Its not pretty but it'll do for the simple test. Like last time lets compile it again.

import py_compile

py_compile.compile("get.py")

And much like last time its made a folder __pycache__ and a compiled .pyc of the above file.

Initial Analysis

Like last time, I'll see if there is anything noteworthy in the strings of the file and the file type.

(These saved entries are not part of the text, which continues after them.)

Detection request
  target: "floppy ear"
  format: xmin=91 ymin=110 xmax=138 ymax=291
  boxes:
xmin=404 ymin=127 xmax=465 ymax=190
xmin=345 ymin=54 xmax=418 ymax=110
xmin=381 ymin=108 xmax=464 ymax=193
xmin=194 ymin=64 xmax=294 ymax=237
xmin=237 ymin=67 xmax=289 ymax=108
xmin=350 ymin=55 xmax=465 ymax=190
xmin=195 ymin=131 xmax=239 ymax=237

file ./__pycache__/get.cpython-37.pyc && \
    strings ./__pycache__/get.cpython-37.pyc && \
    cat ./__pycache__/get.cpython-37.pyc
./__pycache__/get.cpython-37.pyc: data
timeoutZ
verify)
requests
getZ
content)
get.pyr
https://httpbin.org/get)
printr
<module>
B

f^@s ddlZddZeeddS)NcCstj|ddd}|jS)NF)ZtimeoutZverify)requestsgetZcontent)Zurlrrget.pyrsrzhttps://httpbin.org/get)rrprintrrrr<module>s

Ah bummber, nothing different from the output of this example and the output from the previous one. Oh well, most people would see this as a failure, but I've learnt from this and sharing it with the reader.